Two on a Tower - Page 61/147

After this there only remained to be settled between them the practical

details of the project.

These were that he should leave home in a couple of days, and take

lodgings either in the distant city of Bath or in a convenient suburb of

London, till a sufficient time should have elapsed to satisfy legal

requirements; that on a fine morning at the end of this time she should

hie away to the same place, and be met at the station by St. Cleeve,

armed with the marriage license; whence they should at once proceed to

the church fixed upon for the ceremony; returning home independently in

the course of the next two or three days.

While these tactics were under discussion the two-and-thirty winds of

heaven continued, as before, to beat about the tower, though their onsets

appeared to be somewhat lessening in force. Himself now calmed and

satisfied, Swithin, as is the wont of humanity, took serener views of

Nature's crushing mechanics without, and said, 'The wind doesn't seem

disposed to put the tragic period to our hopes and fears that I spoke of

in my momentary despair.' 'The disposition of the wind is as vicious as ever,' she answered,

looking into his face with pausing thoughts on, perhaps, other subjects

than that discussed. 'It is your mood of viewing it that has changed.

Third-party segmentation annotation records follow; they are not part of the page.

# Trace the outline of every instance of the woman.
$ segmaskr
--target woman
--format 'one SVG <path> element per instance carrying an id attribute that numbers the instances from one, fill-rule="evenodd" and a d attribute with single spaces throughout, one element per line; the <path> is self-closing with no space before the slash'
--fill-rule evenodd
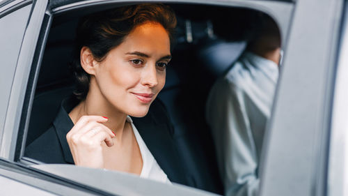
<path id="1" fill-rule="evenodd" d="M 166 81 L 175 25 L 173 12 L 161 4 L 84 18 L 72 66 L 77 99 L 62 103 L 53 126 L 26 156 L 186 183 L 168 118 L 154 102 Z"/>

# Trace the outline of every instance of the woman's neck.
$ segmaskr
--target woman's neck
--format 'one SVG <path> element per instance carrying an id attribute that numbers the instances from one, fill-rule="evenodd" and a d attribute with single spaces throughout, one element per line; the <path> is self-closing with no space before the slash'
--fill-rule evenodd
<path id="1" fill-rule="evenodd" d="M 103 123 L 116 134 L 115 138 L 122 144 L 122 136 L 126 128 L 127 114 L 120 112 L 110 103 L 100 93 L 90 89 L 84 100 L 82 100 L 69 113 L 74 124 L 83 116 L 97 115 L 108 118 Z"/>

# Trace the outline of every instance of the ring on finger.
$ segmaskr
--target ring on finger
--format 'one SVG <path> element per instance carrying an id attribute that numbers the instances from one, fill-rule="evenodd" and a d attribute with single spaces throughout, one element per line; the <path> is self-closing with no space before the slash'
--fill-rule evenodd
<path id="1" fill-rule="evenodd" d="M 98 130 L 95 129 L 95 128 L 93 128 L 91 130 L 90 130 L 90 133 L 91 133 L 93 135 L 97 134 L 97 133 L 98 133 Z"/>

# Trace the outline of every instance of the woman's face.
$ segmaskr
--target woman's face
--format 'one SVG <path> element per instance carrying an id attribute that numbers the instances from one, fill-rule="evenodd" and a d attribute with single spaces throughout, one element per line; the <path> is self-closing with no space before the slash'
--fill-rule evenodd
<path id="1" fill-rule="evenodd" d="M 164 86 L 166 66 L 171 58 L 166 31 L 158 23 L 145 23 L 98 63 L 95 72 L 97 86 L 120 112 L 143 116 Z"/>

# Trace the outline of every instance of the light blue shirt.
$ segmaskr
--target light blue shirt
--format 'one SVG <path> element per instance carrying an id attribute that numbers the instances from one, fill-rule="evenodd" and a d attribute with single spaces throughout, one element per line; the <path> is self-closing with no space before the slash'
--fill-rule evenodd
<path id="1" fill-rule="evenodd" d="M 206 119 L 226 195 L 258 193 L 261 147 L 278 77 L 276 63 L 246 52 L 210 91 Z"/>

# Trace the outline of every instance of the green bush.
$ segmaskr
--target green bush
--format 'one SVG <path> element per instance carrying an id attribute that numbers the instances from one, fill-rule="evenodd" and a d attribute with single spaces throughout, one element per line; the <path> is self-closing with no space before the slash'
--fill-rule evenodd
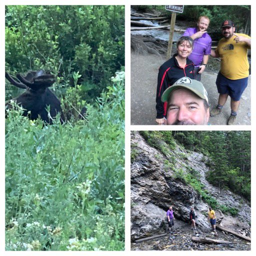
<path id="1" fill-rule="evenodd" d="M 5 36 L 6 71 L 50 70 L 62 89 L 79 72 L 88 102 L 124 66 L 123 6 L 6 6 Z"/>
<path id="2" fill-rule="evenodd" d="M 6 120 L 6 250 L 124 248 L 124 74 L 87 120 Z"/>

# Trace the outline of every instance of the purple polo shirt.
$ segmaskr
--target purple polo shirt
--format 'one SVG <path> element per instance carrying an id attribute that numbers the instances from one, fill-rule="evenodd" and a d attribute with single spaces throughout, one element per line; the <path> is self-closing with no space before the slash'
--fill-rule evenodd
<path id="1" fill-rule="evenodd" d="M 174 218 L 174 211 L 172 210 L 168 210 L 167 211 L 166 216 L 170 216 L 170 220 Z"/>
<path id="2" fill-rule="evenodd" d="M 197 32 L 197 28 L 188 28 L 183 36 L 190 36 Z M 193 62 L 195 66 L 198 66 L 202 62 L 204 56 L 210 54 L 211 48 L 212 38 L 207 33 L 204 33 L 202 37 L 194 40 L 193 50 L 188 58 Z"/>

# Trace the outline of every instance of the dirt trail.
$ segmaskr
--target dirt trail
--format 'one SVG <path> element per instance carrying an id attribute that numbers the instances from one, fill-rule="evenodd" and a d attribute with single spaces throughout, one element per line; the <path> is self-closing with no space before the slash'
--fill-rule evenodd
<path id="1" fill-rule="evenodd" d="M 132 125 L 154 125 L 156 94 L 158 70 L 166 61 L 162 57 L 148 54 L 136 55 L 131 52 L 130 124 Z M 215 82 L 217 74 L 204 72 L 201 82 L 208 92 L 210 110 L 218 104 L 218 94 Z M 238 110 L 236 125 L 250 124 L 250 76 Z M 226 125 L 230 116 L 228 97 L 221 114 L 209 120 L 210 124 Z"/>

"There is nothing either good or bad, but thinking makes it so."' And, as if flatly to stultify Swithin's assumption, a circular hurricane,

exceeding in violence any that had preceded it, seized hold upon Rings-

Hill Speer at that moment with the determination of a conscious agent.

The first sensation of a resulting catastrophe was conveyed to their

intelligence by the flapping of the candle-flame against the

lantern-glass; then the wind, which hitherto they had heard rather than

felt, rubbed past them like a fugitive. Swithin beheld around and above

him, in place of the concavity of the dome, the open heaven, with its

racing clouds, remote horizon, and intermittent gleam of stars. The dome

that had covered the tower had been whirled off bodily; and they heard it

descend crashing upon the trees.

Finding himself untouched Swithin stretched out his arms towards Lady

Constantine, whose apparel had been seized by the spinning air, nearly

lifting her off her legs. She, too, was as yet unharmed. Each held the

other for a moment, when, fearing that something further would happen,

they took shelter in the staircase.

'Dearest, what an escape!' he said, still holding her.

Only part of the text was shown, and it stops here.